Persona 3 might be getting a remake alongside its recent port, but revisiting the overlooked Persona 2 duology would make more sense for fans.
The Persona franchise has seen tremendous growth in the past decade, with Persona 4 and especially Persona 5 making the series a premier set of JRPGs. This has seen Atlus look back at the history of the series, bringing Persona 3 and Persona 4 to modern consoles. The port might not be the only way that Persona 3 comes back into the limelight, but another game in the series deserves the same recognition.
The Persona 2 duology is quite different from the games that came afterward, with it being somewhat closer to the mainline Shin Megami Tensei games. Out of the duo, one of the games has also not been released in the West in its original form, keeping these classics out of many newer fans’ hands. For as much as Persona 3 may be beloved, the two games that came before it are far more deserving of a port and remake combo.
Persona 3 Will Be Familiar to Those Who Have Played P4 & P5
Persona 3 wasn’t the entry that made the franchise mainstream, but it introduced many of the creative elements that made Persona 5 a hit 20 years later. It featured the sunnier, more “bubblegum” aesthetic of its two successors, with Shoji Meguro’s score also taking things in a more upbeat direction. Add in the younger protagonists, and those who have played Persona 4 and Persona 5 will feel right at home with it. This sounds like a good reason to justify the rumored remake of the game that’s in development, though it actually provides a reason as to why that’s not necessary.
As mentioned, Persona 3 is already a lot like its following two games, and remaking it in the style of Persona 5 may only make it feel even more redundant.
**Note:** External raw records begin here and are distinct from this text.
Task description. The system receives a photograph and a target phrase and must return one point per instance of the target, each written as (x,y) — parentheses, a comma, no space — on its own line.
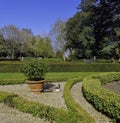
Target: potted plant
(35,73)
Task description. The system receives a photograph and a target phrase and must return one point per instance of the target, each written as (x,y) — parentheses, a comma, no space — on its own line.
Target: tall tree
(11,34)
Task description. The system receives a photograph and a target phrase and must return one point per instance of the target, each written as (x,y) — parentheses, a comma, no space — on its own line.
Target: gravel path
(53,98)
(77,94)
(10,115)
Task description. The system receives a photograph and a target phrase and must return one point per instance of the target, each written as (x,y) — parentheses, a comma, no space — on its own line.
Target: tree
(2,46)
(89,31)
(11,34)
(79,35)
(43,47)
(57,35)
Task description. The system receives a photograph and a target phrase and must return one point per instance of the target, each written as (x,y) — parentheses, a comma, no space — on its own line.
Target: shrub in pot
(35,73)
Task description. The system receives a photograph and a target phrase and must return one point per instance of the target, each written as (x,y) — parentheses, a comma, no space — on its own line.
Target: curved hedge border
(40,110)
(74,114)
(104,100)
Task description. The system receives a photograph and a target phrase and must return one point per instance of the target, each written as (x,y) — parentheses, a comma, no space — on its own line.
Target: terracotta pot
(36,87)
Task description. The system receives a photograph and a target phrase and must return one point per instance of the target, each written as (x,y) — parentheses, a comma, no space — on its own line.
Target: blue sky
(38,15)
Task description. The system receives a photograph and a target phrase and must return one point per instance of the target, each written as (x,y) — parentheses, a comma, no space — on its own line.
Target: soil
(113,86)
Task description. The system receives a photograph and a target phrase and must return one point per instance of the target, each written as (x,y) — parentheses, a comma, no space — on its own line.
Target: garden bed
(113,86)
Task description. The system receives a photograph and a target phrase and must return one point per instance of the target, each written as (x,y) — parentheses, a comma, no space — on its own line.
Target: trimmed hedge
(103,99)
(67,67)
(74,114)
(96,67)
(40,110)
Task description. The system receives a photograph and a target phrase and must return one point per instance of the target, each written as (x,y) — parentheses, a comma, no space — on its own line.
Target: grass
(51,76)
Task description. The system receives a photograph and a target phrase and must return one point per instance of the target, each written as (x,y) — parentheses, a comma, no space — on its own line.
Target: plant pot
(36,87)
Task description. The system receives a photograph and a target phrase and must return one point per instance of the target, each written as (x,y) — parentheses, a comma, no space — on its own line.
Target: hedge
(74,114)
(68,67)
(72,105)
(103,99)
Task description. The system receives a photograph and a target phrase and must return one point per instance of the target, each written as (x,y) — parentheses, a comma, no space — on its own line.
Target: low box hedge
(103,99)
(66,67)
(72,105)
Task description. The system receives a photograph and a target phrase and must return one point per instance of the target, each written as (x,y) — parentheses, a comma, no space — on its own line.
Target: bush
(72,105)
(104,100)
(35,70)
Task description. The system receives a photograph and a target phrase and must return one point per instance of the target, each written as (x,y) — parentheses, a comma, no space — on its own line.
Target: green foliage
(58,66)
(48,112)
(35,70)
(72,105)
(104,100)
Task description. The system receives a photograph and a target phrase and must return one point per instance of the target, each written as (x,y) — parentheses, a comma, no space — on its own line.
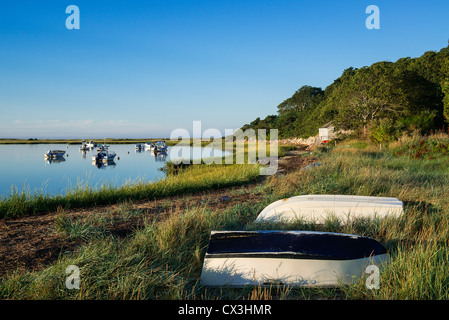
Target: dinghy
(317,208)
(53,154)
(294,258)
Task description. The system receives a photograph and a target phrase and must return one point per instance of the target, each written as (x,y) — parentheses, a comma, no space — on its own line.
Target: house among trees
(326,133)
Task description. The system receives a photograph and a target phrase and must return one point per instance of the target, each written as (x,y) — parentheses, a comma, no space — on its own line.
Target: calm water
(24,166)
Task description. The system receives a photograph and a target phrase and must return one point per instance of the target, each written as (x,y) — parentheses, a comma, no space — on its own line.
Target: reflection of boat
(103,165)
(55,160)
(149,146)
(102,147)
(52,154)
(160,146)
(316,208)
(104,156)
(84,146)
(294,258)
(160,156)
(91,144)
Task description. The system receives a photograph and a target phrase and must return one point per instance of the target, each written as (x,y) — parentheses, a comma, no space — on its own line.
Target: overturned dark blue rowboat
(295,258)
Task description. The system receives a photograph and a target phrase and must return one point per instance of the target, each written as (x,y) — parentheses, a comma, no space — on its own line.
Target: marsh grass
(163,260)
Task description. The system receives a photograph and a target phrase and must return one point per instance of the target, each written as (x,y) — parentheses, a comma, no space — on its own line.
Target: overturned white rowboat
(318,208)
(294,258)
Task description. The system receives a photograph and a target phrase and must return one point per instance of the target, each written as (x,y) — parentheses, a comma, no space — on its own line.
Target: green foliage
(412,93)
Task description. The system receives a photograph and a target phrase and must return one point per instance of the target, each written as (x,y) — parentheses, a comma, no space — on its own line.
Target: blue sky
(144,68)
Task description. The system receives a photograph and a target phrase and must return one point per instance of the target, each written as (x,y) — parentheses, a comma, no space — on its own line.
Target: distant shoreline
(79,141)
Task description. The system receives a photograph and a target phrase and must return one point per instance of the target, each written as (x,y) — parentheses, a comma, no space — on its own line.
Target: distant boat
(103,156)
(160,146)
(84,146)
(91,144)
(317,208)
(52,154)
(102,147)
(293,258)
(149,145)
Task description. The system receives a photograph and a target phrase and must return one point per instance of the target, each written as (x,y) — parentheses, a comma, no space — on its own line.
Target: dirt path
(31,243)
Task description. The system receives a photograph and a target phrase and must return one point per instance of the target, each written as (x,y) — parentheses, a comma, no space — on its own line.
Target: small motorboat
(102,147)
(318,208)
(91,144)
(294,258)
(84,146)
(52,154)
(104,156)
(160,146)
(149,146)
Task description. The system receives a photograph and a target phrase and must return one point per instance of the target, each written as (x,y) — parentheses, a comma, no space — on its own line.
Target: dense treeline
(383,100)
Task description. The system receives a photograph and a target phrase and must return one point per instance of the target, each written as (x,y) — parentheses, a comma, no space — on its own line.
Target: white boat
(52,154)
(91,144)
(102,147)
(318,208)
(293,258)
(149,146)
(160,146)
(84,146)
(104,156)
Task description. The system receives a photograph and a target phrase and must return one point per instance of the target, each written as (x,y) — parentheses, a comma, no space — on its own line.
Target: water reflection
(160,156)
(24,166)
(54,160)
(104,164)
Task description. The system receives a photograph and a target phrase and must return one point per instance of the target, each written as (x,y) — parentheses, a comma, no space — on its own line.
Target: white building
(326,133)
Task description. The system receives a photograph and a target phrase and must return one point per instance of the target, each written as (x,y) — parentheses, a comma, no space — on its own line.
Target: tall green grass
(163,259)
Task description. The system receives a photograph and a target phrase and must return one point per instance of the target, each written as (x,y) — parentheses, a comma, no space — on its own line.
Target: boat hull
(54,154)
(240,272)
(319,208)
(294,258)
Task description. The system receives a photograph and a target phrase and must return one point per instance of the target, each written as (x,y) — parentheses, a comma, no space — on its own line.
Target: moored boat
(160,146)
(91,144)
(294,258)
(317,208)
(104,155)
(102,147)
(149,145)
(51,154)
(84,146)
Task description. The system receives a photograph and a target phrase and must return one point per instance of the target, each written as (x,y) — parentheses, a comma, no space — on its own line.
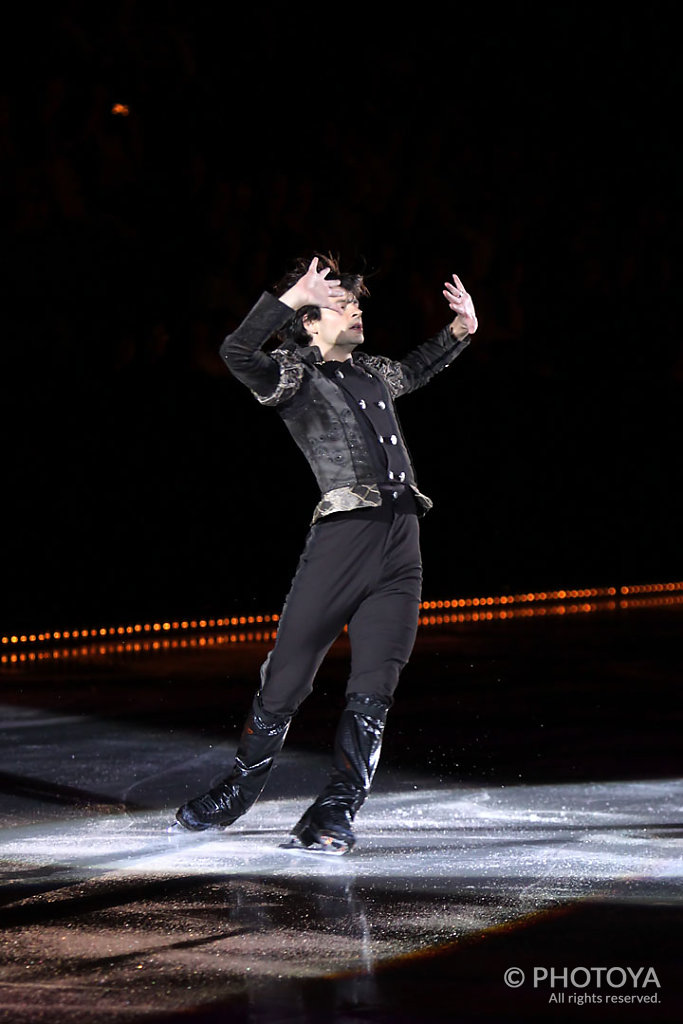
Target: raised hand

That’s especially the case given that it was just ported onto modern gaming consoles, so those who finally beat the game in the coming months will be all the more familiar with it. Coming out with a remake in the near future would almost seem like a money grab, and it notably skips right to the game that forged the path for Persona 5. Instead, Atlus should look to the three older titles, namely the duo that’s incomplete in the West.
Revisiting Persona 2 Is More Exciting for the Franchise
Revelations: Persona and its two-part follow-up Persona 2: Innocent Sin and Persona 2: Eternal Punishment are a lot different from their successors, having more in common with the dark nature of the main Shin Megami Tensei games. The use of character deaths and mature themes makes the games feel harrowing, and though mechanics that precede the Social Links of later Persona games are present, the lack of full-on “dating” elements makes the games a lot less “fun.” This is heightened further by Eternal Punishment being a sort of “bad future” for Innocent Sin.
Sadly, Innocent Sin wasn’t released in the West on the PlayStation, supposedly due to some of the controversial content in the game. The PlayStation Portable remake was localized, but the same can’t be said for the newer version of Eternal Punishment. Thus, these games are far more deserving of being revisited, as they showcase where the Persona franchise once was. There are currently no ports for modern consoles, making them even more obscure. This presents the perfect opportunity to remake them in the same style as the newest game in the franchise.
Even mere ports of the PSP versions would suffice, bringing the most “modern” versions of each title to gamers across the world for the first time. Likewise, the darker nature of the titles might allow them to act as a sort of gateway to the mainline Shin Megami Tensei games. The Persona games may have once been too niche to make much of a splash outside Japan, but now’s the perfect time to bring two unexplored entries back for another chance.